Mundo das séries seduz cineastas Alfonso Cuarón e Robert Rodriguez

Diretores estreiam ‘Believe’ e ‘Um Drink no Inferno’, enquanto Scorsese prepara piloto com Mick Jagger

Clarice Cardoso, O Estado de S. Paulo

15 de março de 2014 | 16h00

Alfonso Cuarón levou quase cinco anos para terminar Gravidade, que lhe rendeu sete Prêmios Oscar, incluindo o de diretor. No processo que define como "quase interminável", teve a ideia para série sobre uma criança com poderes sobrenaturais. Nascia Believe, que estreia quarta, às 20 h, no Warner.

"Para começar, queria fazer um projeto em que as pessoas não estivessem flutuando", brincou em entrevista à AP. "Quis criar, acima de tudo, algo profundamente emocional."

Para o projeto, ele se juntou a JJ Abrams (famoso por Lost e Star Trek), que conhece há mais de 20 anos e com quem já queria trabalhar. Abrams logo topou levar adiante a história de Bo (Johnny Sequoyah), a menininha de 10 anos que nasceu com poderes especiais: pode levitar, mover objetos com a mente, controlar a natureza e prever o futuro. O que ela não pode é entender como seus dons a põem em risco.

 

Órfã, vive em perigo, mas tem um protetor atento, Winter (Delroy Lindo). No primeiro episódio, ele tira do corredor da morte Tate (Jack McLaughlin), que alega ser inocente, e dá a ele a responsabilidade de cuidar da menina como um pai. Do outro lado do jogo está Roman Skouras (Kyle MacLachlan), um bilionário cujas intenções não estão ainda muito claras.

A sequência inicial, com Bo cantarolando, logo lembrará o cinéfilo de Filhos da Esperança, e comprova que o que o primeiro episódio traz de mais interessante é sem dúvida Cuarón. Ele constrói cenas com sutileza e belos planos para dar o pontapé inicial numa história que não é exatamente inovadora, e cujos personagens ainda precisam ser aprimorados. Não vai dirigir outros capítulos, mas, como cocriador, não deve simplesmente deixar a série de canto.

Por outro lado, falta de envolvimento não é nem de longe algo de que se possa acusar o cineasta Robert Rodriguez, que adaptou seu clássico cult Um Drink no Inferno para uma série que estreia também na quarta no Netflix. Os ecos do estilo de Cuarón em Believe parecem tímidos se comparados ao que se vê aqui.

Ao menos no primeiro episódio, Drink é Rodriguez puro, com a marca de seus filmes de baixo orçamento: jorros de sangue, diálogos espirituosos e tiroteios vertiginosos em belos ângulos. Não é à toa.
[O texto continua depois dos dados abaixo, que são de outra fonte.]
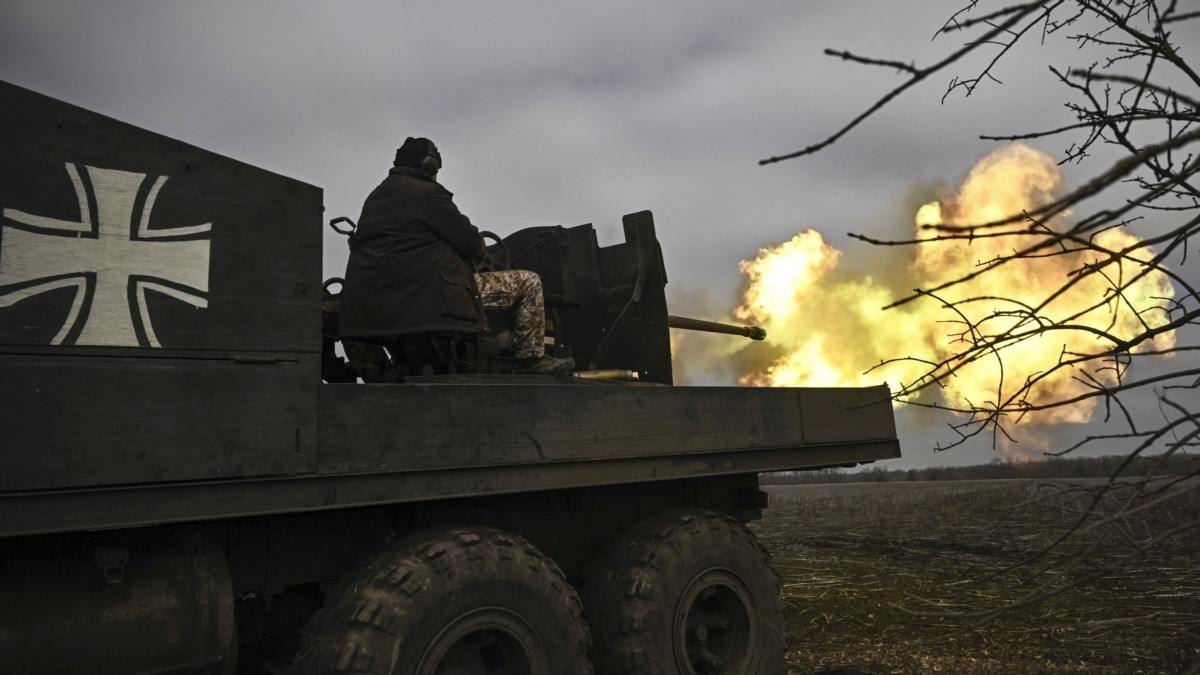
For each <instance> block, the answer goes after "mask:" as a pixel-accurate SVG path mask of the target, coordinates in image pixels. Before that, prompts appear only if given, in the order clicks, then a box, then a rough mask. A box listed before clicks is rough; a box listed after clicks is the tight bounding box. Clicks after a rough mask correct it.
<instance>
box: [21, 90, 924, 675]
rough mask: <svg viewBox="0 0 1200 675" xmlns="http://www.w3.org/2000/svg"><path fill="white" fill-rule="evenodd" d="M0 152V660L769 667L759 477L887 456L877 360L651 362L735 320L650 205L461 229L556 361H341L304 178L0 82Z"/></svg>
mask: <svg viewBox="0 0 1200 675" xmlns="http://www.w3.org/2000/svg"><path fill="white" fill-rule="evenodd" d="M0 148H2V153H0V208H2V221H0V671H2V673H6V674H12V673H176V671H178V673H185V671H186V673H232V671H234V670H235V669H236V670H239V671H242V673H263V671H270V673H275V671H283V669H287V668H290V669H294V670H295V671H298V673H390V674H401V675H407V674H420V675H433V674H451V673H454V674H484V673H490V674H497V673H502V674H539V675H557V674H565V673H571V674H575V673H590V671H593V669H594V671H596V673H678V674H686V675H701V674H712V673H722V674H742V675H748V674H754V673H768V674H776V673H784V671H785V667H784V652H785V645H784V638H782V617H784V605H782V602H781V599H780V583H779V578H778V577H776V574H775V573H774V572H773V571H772V568H770V565H769V558H768V555H767V552H766V551H764V550H763V549H762V546H761V545H758V544H757V542H756V540H755V538H754V536H752V533H751V532H750V531H749V530H748V528H746V526H745V524H746V522H748V521H751V520H754V519H757V518H760V516H761V515H762V509H763V508H764V507H766V498H764V492H763V491H761V490H760V489H758V474H760V473H761V472H770V471H780V470H804V468H818V467H829V466H848V465H856V464H860V462H869V461H872V460H878V459H883V458H894V456H899V453H900V448H899V442H898V440H896V434H895V425H894V420H893V413H892V407H890V404H889V395H888V390H887V388H886V387H870V388H856V389H848V388H847V389H785V388H780V389H769V388H737V387H674V386H672V380H673V378H672V370H671V368H672V365H671V346H670V336H671V325H677V327H682V328H692V329H695V328H700V329H713V328H716V329H718V330H726V331H733V333H740V334H743V335H746V336H750V337H754V336H755V335H758V331H756V329H751V328H743V327H721V325H718V327H714V325H706V324H703V323H702V322H700V323H697V322H696V321H695V319H688V318H683V317H674V318H672V317H671V315H670V313H668V312H667V307H666V299H665V295H664V285H665V283H666V274H665V271H664V259H662V251H661V250H660V247H659V244H658V240H656V238H655V234H654V223H653V219H652V216H650V214H648V213H644V211H643V213H637V214H632V215H629V216H625V217H624V234H625V241H624V243H622V244H617V245H612V246H599V245H598V243H596V237H595V231H594V229H593V228H592V227H590V226H578V227H539V228H532V229H524V231H521V232H516V233H512V234H510V235H508V237H505V238H504V239H503V241H494V243H492V245H491V247H490V251H492V253H493V256H492V258H493V263H496V259H497V258H500V262H503V264H505V265H512V267H521V268H526V269H533V270H535V271H538V273H539V274H541V276H542V279H544V283H545V292H546V300H547V307H548V312H550V315H548V317H547V318H548V321H547V323H548V325H550V336H551V337H552V339H553V342H554V346H556V347H554V348H557V350H559V351H563V350H570V353H571V356H572V357H574V358H575V359H576V362H577V363H578V369H580V370H581V372H580V374H578V375H580V376H577V377H575V376H541V377H529V376H514V375H503V372H504V369H503V365H504V354H503V350H491V351H490V350H487V348H484V347H486V345H485V342H486V339H485V337H480V339H479V340H476V341H475V342H476V347H478V348H476V350H474V353H475V357H474V362H470V363H473V364H474V365H473V366H469V365H468V366H463V368H461V369H457V370H455V371H452V372H434V374H428V372H427V371H425V370H424V369H422V370H420V371H416V370H414V369H412V368H408V369H407V370H406V371H404V372H403V374H402V377H398V378H396V380H395V381H394V382H390V383H362V382H358V380H359V377H358V376H356V375H358V372H356V371H354V370H353V369H352V365H350V364H348V363H347V360H346V359H344V358H343V357H342V356H341V353H340V352H337V351H336V350H334V348H332V347H335V346H336V335H334V334H332V331H331V330H329V334H325V333H324V331H323V325H324V327H325V329H326V330H328V329H329V327H330V324H331V323H332V324H336V321H332V322H330V321H329V319H330V318H331V317H332V318H334V319H336V283H324V282H323V280H322V233H323V228H324V219H325V217H326V216H325V215H324V214H323V203H322V199H323V195H322V191H320V190H319V189H317V187H314V186H311V185H306V184H304V183H300V181H296V180H292V179H288V178H284V177H281V175H277V174H272V173H269V172H266V171H262V169H259V168H256V167H252V166H248V165H245V163H241V162H238V161H234V160H230V159H227V157H223V156H218V155H216V154H212V153H208V151H204V150H202V149H199V148H196V147H192V145H188V144H186V143H182V142H179V141H175V139H172V138H167V137H163V136H160V135H156V133H152V132H149V131H145V130H142V129H137V127H134V126H131V125H127V124H122V123H119V121H115V120H113V119H109V118H106V117H103V115H101V114H97V113H94V112H89V110H85V109H82V108H78V107H74V106H71V104H67V103H64V102H60V101H56V100H53V98H49V97H46V96H42V95H40V94H36V92H32V91H29V90H25V89H22V88H19V86H16V85H12V84H6V83H0ZM335 226H336V227H338V228H344V229H348V228H349V225H346V223H341V225H338V223H336V222H335ZM497 264H499V263H497ZM323 319H324V321H323ZM730 339H737V337H730ZM367 348H368V350H374V351H376V353H377V354H378V346H367ZM389 357H392V354H389ZM391 362H394V359H389V363H391ZM468 362H469V359H468ZM488 364H491V365H488ZM394 365H395V364H394Z"/></svg>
Rodriguez dirigiu diversos episódios da produção, que é parte de um projeto que inclui o canal de TV El Rey, lançado nos EUA no fim do ano passado.

É inevitável e até injusto comparar a atuação de D.J. Cotrona e Zane Holtz à de George Clooney e Quentin Tarantino, mas coube a eles reviver os personagens do longa de 1996, os irmãos que deixam um rastro de sangue por onde passam.
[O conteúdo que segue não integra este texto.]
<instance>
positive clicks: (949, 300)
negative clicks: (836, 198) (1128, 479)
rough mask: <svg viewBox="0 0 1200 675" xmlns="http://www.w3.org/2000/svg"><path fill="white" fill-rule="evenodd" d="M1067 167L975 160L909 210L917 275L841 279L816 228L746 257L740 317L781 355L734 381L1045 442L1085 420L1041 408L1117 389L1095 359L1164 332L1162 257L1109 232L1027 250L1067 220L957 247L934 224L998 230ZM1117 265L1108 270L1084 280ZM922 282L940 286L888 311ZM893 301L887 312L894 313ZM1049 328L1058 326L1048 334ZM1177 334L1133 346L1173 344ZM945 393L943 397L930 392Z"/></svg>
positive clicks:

Quando a série começa, eles estão fugindo para o México depois de assaltarem um banco e a situação numa loja de bebidas vai mal. Tudo se passa ali dentro, em um confronto estonteante que deve dar o tom do que virá. Dali, eles vão para a fronteira até um bar de strippers no qual vivem vampiros.

"Nossa próxima produção original atingirá um público mais amplo", disse o diretor à AP, que afirma querer falar diretamente com "homens jovens e mulheres duronas". Rodriguez confirma que está se doando totalmente a Um Drink. "Faço tudo menos ligar a TV por você", brinca.

Futuro grandioso. Um aclamado cineasta com projeto para a TV é Martin Scorsese, que prepara um aguardado piloto para a HBO. Ainda sem título, o que se sabe é que ela será coescrita por Terence Winter (Boardwalk Empire e O Lobo de Wall Street) e terá como pano de fundo a cultura roqueira de NY dos anos 1970. Um dos idealizadores e produtores executivos é ninguém menos que Mick Jagger, e o elenco já tem Olivia Wilde e Bobby Cannavale.